The Handsome Drowned Man Inside Us All

  Have you ever read a book or seen a movie that, after in taking it, makes you strive to be a better you? We can't always pinpoint the exact reason, but we do know that there is more for us to do than simply sit around and watch the world moving forward without us. We need to feel as if we have a purpose, or something that we've achieved that others can admire.
 
  In Gabriel Marquez's short story The Handsomest Drowned Man in the World, an amazingly gorgeous dead man is washed onto the shore of a small village. Doing what any kind human would, the villagers proceed with attempting to discover where exactly the man came from. In the middle of that, the women and men begin to magnetize towards this idea that the drowned, abnormally large man was in fact an outstanding and almighty person. In his memory, they decide upon doing things of an unnatural or impossible nature, like "breaking their backs digging for springs among the stones and planting flowers in the cliffs." Before discovering the man, they would've never even imagined attempting these acts. Why do you think that is?
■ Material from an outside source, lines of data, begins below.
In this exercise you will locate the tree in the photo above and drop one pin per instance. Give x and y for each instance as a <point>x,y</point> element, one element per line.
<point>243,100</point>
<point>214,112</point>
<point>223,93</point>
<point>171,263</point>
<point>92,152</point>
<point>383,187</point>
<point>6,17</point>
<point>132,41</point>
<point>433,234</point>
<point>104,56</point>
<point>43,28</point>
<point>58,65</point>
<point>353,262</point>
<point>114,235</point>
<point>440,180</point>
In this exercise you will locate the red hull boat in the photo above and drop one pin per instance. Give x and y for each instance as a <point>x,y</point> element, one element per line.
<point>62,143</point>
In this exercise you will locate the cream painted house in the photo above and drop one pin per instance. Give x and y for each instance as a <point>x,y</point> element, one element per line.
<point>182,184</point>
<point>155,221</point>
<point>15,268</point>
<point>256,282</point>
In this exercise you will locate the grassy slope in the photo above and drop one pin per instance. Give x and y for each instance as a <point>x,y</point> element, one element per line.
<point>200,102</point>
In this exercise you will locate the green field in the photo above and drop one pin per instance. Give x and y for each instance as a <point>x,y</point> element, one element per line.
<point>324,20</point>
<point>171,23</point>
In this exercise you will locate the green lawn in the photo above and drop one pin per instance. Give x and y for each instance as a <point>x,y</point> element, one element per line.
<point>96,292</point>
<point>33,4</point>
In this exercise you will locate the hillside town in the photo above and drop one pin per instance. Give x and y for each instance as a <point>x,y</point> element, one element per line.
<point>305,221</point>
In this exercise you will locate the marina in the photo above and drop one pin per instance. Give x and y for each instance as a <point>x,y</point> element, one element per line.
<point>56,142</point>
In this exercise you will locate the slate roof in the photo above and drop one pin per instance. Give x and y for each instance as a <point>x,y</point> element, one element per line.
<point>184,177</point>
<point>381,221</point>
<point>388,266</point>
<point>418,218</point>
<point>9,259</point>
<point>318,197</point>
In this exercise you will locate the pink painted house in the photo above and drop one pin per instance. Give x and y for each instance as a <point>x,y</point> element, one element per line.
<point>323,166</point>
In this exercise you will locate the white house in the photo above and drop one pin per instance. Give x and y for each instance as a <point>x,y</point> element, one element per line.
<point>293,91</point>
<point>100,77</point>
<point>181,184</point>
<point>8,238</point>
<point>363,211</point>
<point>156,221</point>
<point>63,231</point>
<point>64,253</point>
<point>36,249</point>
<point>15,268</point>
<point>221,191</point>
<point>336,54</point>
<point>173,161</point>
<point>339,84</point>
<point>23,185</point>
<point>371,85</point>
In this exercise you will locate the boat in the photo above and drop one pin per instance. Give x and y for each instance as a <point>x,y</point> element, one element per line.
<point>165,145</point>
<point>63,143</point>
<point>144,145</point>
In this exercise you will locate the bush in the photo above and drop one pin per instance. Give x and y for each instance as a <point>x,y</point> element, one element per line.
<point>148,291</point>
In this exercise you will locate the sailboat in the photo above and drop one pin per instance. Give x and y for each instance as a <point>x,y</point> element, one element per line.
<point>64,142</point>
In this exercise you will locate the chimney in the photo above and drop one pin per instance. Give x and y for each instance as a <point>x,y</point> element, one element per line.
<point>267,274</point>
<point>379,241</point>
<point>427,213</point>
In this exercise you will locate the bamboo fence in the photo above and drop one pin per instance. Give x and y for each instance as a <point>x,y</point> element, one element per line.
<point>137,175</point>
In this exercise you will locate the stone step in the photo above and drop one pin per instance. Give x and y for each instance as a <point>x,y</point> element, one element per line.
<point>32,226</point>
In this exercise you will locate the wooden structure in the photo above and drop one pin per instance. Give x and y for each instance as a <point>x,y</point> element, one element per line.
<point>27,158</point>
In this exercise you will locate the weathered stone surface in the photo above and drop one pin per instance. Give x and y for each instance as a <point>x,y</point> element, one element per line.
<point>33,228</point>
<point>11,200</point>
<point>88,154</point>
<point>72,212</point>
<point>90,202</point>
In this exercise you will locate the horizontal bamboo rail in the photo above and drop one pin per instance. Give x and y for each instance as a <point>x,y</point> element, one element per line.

Maybe, it was the fantastic theory of the already fantastic man that sparked the awakening of the villagers.

  Batman, a well known character of the fantasy realm recently captured the attention of people across the nation in the new movie The Dark Knight Rises. Even though most everyone realizes that the events and characters of this movie are completely imagined, (with the exception of the recent movie theatre assassin in Aurora, Colorado), people seem to have a sense of pride after watching it; At least I know I did. We begin to desire to be like Batman, to want to do so much more. Not all admit the childish feeling inside of being a "superhero," but we all know the truth. Every one of you wants to drive the awesome Bat-Mobile and save the city of Gothem from the "bad guy."

  This yearning inside of us is extremely similar to those of the villagers of The Handsomest Drowned Man. Because of a magical character and our idea of them, we desire to be something phenomenal ourselves. We reach with our souls for others to achieve the unthinkable. We yearn for others to be inspired by us. It's quite possibly incorrect to think of anything as being unrealistic or impossible. Maybe, just maybe, we all need a man that either dresses like a bat or is fictionally large and dead in order to reach past the ordinary and soar into the extraordinary.